Questa carenza normativa, che è in fase di studio all’interno della parte 8 della EN 1317, ha comportato per anni e comporta tutt’oggi un grave pericolo per tutti gli utenti di veicoli a due ruote, compresi i ciclisti, dato che in caso di caduta le forze generate dall’impatto contro ostacoli puntuali, anche a velocità relativamente basse (es. 40 km/h = 11m/sec.), risultano sempre molto elevate e traumatizzanti.
Dopo le campagne di sensibilizzazione, da parte di varie associazioni motociclistiche in tutta Europa, sul pericolo legato alla diffusione di barriere stradali non adeguate per gli utenti di veicoli a due ruote, alcune aziende italiane ed europee, iniziarono, nei primi anni del 2000, a progettare e sottoporre a crash-test specifici (con manichino-motociclista hybrid) particolari attenuatori d’urto studiati per evitare l’impatto contro le parti più a rischio delle barriere.
Oggi, questi dispositivi sono detti “salvamotociclisti”e sono presenti sul mercato sia come parte integrante di nuove barriere, sia come parti applicabili a barriere già poste in opera. Essi consistono in superfici di schermatura (di materiale plastico o metallico) applicate alla parte inferiore della barriera, in modo tale da impedire impatti diretti contro i sostegni verticali.
La normativa cogente impone l’utilizzo di barriere stradali in moltissime situazioni ed è legittimo chiedersi se effettivamente i vantaggi sulla sicurezza siano sempre di gran lunga superiori ai rischi che gravano su alcune utenze più deboli (valutazione del rapporto benefici/rischi).

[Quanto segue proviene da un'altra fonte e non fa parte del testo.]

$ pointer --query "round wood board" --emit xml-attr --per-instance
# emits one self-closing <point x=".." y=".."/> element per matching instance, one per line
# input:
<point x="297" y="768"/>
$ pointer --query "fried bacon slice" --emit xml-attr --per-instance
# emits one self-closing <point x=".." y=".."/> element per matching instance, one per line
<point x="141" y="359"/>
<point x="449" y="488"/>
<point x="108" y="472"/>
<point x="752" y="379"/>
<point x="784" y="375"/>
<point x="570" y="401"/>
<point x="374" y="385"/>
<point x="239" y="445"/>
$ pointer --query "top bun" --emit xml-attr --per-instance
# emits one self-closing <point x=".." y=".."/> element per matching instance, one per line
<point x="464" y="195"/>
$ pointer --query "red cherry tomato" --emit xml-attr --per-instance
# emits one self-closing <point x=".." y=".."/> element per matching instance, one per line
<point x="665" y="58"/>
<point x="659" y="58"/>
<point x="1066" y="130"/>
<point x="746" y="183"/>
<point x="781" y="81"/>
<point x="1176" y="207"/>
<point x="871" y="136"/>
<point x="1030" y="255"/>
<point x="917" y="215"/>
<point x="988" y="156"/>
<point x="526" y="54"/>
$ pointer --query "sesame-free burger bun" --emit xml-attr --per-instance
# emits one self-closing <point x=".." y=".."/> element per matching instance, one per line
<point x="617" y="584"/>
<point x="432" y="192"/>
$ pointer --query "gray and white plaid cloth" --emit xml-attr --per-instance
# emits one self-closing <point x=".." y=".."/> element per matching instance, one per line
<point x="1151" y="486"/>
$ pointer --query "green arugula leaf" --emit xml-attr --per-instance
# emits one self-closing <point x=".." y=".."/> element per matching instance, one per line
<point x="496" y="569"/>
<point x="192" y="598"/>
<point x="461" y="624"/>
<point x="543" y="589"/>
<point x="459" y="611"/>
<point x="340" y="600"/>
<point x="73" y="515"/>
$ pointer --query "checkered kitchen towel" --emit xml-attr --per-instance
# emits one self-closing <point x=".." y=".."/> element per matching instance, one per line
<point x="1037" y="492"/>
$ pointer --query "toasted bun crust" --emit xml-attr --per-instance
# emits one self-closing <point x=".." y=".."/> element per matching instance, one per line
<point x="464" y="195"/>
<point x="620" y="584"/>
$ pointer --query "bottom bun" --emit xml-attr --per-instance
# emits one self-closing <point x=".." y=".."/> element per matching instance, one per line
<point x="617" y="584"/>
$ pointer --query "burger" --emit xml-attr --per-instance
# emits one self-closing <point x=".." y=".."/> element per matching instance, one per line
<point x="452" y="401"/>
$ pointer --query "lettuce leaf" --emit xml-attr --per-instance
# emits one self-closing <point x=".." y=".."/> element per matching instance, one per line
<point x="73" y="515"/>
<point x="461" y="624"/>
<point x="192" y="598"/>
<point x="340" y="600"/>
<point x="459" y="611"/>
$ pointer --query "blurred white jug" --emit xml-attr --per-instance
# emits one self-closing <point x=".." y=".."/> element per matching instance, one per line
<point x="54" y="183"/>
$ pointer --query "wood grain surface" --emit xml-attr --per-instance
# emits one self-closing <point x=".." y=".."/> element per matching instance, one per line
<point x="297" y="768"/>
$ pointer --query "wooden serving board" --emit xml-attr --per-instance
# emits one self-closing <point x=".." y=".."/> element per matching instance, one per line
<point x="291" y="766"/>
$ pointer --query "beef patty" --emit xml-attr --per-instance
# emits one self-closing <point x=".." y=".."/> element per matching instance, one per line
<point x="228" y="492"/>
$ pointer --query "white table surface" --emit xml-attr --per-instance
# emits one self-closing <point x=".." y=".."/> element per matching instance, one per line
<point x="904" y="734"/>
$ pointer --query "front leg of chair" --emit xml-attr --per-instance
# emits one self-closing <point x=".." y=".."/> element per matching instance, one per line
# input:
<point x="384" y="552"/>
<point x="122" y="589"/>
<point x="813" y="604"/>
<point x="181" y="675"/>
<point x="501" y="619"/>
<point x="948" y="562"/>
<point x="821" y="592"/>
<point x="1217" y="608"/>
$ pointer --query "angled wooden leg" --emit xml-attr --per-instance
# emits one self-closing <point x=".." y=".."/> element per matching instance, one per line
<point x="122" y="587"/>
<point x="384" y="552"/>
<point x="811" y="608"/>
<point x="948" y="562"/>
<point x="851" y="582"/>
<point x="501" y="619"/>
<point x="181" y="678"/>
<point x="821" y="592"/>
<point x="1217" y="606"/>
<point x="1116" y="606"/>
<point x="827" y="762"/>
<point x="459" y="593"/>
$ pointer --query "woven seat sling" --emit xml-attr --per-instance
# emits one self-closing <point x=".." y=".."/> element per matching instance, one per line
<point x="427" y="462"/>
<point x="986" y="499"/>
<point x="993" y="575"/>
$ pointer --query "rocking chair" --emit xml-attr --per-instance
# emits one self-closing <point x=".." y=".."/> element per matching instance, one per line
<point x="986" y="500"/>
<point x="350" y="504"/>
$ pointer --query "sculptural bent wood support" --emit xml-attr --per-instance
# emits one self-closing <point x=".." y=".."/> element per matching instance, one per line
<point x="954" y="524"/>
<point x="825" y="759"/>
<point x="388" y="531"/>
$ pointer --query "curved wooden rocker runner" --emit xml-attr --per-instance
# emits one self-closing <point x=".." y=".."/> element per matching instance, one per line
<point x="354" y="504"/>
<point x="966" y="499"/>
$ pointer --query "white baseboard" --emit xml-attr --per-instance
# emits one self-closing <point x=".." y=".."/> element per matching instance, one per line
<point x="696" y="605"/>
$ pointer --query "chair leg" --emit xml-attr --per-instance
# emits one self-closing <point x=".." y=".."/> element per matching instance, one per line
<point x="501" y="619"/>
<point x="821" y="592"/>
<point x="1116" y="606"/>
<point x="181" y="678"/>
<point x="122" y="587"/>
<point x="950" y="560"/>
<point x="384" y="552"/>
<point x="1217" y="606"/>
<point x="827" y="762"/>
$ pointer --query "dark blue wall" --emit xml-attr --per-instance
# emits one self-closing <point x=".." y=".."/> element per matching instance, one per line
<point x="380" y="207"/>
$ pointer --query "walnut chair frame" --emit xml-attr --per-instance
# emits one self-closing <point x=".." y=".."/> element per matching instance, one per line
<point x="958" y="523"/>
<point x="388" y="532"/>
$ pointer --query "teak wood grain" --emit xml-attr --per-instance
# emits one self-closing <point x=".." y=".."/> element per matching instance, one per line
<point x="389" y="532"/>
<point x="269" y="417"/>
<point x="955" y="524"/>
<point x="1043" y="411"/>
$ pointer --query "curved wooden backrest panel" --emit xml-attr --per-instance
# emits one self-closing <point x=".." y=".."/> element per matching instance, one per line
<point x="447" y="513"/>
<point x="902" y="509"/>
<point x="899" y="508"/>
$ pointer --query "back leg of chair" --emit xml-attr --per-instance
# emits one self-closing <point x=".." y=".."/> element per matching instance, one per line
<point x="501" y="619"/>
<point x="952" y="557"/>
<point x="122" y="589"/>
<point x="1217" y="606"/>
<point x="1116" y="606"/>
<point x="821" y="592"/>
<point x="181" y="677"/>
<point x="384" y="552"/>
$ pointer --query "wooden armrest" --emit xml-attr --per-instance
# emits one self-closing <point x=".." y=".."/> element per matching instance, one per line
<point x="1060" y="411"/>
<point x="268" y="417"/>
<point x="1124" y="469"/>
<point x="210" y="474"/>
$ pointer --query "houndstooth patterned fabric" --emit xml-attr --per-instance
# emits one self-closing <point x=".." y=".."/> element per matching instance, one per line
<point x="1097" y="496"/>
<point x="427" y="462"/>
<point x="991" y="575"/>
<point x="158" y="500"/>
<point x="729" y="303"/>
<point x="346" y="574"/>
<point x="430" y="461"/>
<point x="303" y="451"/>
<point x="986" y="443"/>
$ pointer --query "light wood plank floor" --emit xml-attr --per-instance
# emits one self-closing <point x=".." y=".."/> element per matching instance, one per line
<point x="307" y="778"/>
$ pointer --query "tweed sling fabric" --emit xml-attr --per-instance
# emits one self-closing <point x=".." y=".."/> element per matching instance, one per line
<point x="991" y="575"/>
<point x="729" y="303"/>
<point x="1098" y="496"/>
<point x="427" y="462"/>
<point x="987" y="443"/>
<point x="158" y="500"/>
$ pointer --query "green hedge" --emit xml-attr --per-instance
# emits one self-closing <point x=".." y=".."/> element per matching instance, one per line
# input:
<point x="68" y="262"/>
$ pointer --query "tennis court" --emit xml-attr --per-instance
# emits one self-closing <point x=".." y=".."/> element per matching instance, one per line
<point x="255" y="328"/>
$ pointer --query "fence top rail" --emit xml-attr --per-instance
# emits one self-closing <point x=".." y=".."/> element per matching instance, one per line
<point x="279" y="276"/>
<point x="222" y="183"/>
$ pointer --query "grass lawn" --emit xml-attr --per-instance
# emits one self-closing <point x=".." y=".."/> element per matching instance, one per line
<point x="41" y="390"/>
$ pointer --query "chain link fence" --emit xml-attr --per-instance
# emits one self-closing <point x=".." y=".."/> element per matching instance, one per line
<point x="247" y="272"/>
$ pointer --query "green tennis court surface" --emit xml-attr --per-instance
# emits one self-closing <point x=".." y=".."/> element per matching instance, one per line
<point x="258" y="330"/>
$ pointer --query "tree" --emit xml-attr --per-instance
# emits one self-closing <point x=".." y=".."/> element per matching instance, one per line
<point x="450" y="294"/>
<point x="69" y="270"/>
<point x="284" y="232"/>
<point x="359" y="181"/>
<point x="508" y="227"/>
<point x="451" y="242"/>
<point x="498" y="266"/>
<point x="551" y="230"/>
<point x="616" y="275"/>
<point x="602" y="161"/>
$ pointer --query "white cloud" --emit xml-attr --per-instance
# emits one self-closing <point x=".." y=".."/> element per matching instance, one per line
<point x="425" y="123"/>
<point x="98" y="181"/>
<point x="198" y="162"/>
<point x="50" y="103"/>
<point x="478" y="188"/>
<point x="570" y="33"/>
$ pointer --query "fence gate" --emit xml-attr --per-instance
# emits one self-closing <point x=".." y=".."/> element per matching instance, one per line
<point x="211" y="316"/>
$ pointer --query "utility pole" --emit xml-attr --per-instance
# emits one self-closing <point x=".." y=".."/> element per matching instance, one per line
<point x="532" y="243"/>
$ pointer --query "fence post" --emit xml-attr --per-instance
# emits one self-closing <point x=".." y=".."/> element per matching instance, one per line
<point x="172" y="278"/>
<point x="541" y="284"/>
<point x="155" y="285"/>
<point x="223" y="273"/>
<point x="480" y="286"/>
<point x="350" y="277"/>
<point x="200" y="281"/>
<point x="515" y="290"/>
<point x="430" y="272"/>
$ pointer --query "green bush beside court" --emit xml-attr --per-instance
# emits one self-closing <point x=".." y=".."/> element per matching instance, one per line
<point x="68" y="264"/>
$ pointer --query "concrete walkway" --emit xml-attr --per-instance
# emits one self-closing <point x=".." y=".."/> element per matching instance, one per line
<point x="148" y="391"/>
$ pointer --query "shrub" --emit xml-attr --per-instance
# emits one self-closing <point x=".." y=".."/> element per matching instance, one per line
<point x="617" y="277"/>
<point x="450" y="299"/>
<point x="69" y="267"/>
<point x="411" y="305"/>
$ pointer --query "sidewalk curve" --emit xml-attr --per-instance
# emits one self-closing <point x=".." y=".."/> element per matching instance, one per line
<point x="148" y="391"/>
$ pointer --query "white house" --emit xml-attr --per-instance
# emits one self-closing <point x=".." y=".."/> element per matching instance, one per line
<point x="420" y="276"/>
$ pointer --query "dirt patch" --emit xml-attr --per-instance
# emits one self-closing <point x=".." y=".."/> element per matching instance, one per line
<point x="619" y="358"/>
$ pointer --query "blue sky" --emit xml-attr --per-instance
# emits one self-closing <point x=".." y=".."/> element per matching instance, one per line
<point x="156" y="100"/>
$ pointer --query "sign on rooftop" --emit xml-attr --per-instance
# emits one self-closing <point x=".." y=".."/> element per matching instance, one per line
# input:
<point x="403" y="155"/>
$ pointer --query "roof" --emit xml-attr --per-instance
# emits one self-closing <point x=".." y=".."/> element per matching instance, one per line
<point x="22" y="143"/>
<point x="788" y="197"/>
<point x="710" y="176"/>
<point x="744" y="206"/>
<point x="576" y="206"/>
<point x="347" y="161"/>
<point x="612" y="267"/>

In alcuni Paesi d’Europa per garantire uno standard di sicurezza ottimale per tutte le utenze, da alcuni anni vi è la tendenza a privilegiare soluzioni che sfruttino naturali vie di decelerazione, prive di ostacoli o barriere, appositamente studiate dal progettista dell’infrastruttura.
In Italia sono 9 milioni gli utenti che fanno uso di ciclomotori o motocicli e per tale utenza gli impatti a bassa velocità contro ostacoli puntuali rappresentano un fattore di rischio elevatissimo e non ancora risolto dalla normativa cogente.